The Matrix - A Study in Perplexity
-The different answer that the first Matrix film promised was that there is no God and that frankly that is ok. If life is as valid as a computer construct then where can a creator have a role to play? Neo 'escaped' the Matrix, because he wanted to know 'the truth'. But if the truth means wearing uncomfortable clothes, eating rubbish food and being constantly at war. Then is the truth any more true then a lie? This was hinted at in the ending of the second film, The Matrix: Reloaded. Which for virtually the whole film offered nothing new. Until the very last minute when Neo suddenly finds he has the same powers in the 'real world' as in the Matrix; and in that discovery is the hint that the truth was really a lie and that the 'real world' was as much a construct as the Matrix, which Neo had supposedly escaped from. The idea that Life is like a kind of Infinite Escher Onion that peels itself back to reveal another layer, and that however far you go you can never get to the core, was a compelling vision.
Unfortunately, come the final part of the trilogy that seemed to have been totally forgotten about. I didn't of course expect an answer to life, the universe and everything (though try typing the search query 'what is the answer to life the universe and everything' into google.com and they DO have the answer!) But unfortunately they didn't even have the appetiser in Matrix Revolutions. The characters raced around manically enough, but that simply compounded the feeling that they had missed the point. To my eyes the whole sequence of the films demanded that the Matrix be layered and turned infinitely in on itself. It couldn't have a solution if the evidence of the first two films was to be believed, and it seemed strange that Neo was bothering to get worked up about something that couldn't possibly exist. Instead, very strangely, the Wachowski Brothers seemed to turn it into some quasi-religious metaphor of Neo as the saviour. Complete with cross imagery and seemingly miraculous concocted happy ending.
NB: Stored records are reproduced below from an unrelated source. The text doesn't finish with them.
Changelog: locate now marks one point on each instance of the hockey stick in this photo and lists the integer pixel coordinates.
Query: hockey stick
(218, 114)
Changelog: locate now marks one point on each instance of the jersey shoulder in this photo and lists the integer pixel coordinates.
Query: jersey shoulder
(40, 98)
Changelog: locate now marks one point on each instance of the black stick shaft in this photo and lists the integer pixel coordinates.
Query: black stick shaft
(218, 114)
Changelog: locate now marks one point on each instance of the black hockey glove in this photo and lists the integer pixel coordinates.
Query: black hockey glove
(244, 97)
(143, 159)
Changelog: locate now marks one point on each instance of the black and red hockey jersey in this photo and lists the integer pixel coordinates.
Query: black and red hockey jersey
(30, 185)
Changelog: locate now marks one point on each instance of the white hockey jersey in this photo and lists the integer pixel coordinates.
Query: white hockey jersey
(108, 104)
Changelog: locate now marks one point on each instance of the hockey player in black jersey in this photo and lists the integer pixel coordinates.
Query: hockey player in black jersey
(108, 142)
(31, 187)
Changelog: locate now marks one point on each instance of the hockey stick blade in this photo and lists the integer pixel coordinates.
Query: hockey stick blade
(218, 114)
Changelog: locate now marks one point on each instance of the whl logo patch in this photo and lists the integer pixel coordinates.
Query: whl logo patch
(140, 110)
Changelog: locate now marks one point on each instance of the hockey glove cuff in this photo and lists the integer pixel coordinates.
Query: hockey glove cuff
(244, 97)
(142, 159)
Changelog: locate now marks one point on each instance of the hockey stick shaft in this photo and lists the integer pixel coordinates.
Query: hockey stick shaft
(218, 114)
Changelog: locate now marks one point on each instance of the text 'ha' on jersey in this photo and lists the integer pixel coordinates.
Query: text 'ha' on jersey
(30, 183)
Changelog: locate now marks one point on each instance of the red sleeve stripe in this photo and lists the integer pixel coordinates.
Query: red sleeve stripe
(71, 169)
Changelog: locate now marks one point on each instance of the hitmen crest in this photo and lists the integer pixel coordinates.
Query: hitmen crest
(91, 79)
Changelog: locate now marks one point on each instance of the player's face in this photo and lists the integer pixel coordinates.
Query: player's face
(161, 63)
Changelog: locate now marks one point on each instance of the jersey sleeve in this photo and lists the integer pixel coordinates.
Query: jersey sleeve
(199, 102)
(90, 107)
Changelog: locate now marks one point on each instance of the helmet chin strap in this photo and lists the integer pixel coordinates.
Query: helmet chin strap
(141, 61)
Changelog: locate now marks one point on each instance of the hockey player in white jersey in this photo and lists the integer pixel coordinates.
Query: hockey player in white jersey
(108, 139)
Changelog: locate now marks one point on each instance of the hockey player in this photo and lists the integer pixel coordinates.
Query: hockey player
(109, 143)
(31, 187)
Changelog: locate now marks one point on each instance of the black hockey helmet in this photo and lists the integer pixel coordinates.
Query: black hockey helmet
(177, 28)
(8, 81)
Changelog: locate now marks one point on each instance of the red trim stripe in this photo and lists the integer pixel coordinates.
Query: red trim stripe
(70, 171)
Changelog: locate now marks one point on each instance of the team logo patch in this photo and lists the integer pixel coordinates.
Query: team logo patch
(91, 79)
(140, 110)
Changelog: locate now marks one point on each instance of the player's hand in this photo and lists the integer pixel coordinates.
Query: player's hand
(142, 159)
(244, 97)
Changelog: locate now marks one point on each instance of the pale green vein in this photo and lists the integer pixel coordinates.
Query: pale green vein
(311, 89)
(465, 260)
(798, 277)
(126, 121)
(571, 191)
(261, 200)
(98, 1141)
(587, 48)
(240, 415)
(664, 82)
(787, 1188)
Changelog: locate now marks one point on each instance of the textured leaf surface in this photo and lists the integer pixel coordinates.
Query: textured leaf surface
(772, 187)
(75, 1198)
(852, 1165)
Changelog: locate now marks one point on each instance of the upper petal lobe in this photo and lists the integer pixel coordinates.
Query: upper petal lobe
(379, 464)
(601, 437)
Something that to me seemed totally counter intuitive to the whole philosophical thrust of the first two films.
The problem I suppose is that the first film was essentially complete in itself as a philosophical statement (apart from one inspired idea at the end of the second film), and that by the third film it had forgotten itself in favour of a goodies v baddies science fiction shoot-em-up. I enjoyed all three. But the first one made me think. The second created enough momentum in one minute to make up for the rest of the film which was decidely average. And the third was a visual treat at times, but ultimately a vacuous and unfulfilling ride in Hollywood tinsel which derided its own logic. I expected a Nietzschean style analysis of 'God is Dead'. But instead got the Ride of the Valkyries! Very odd.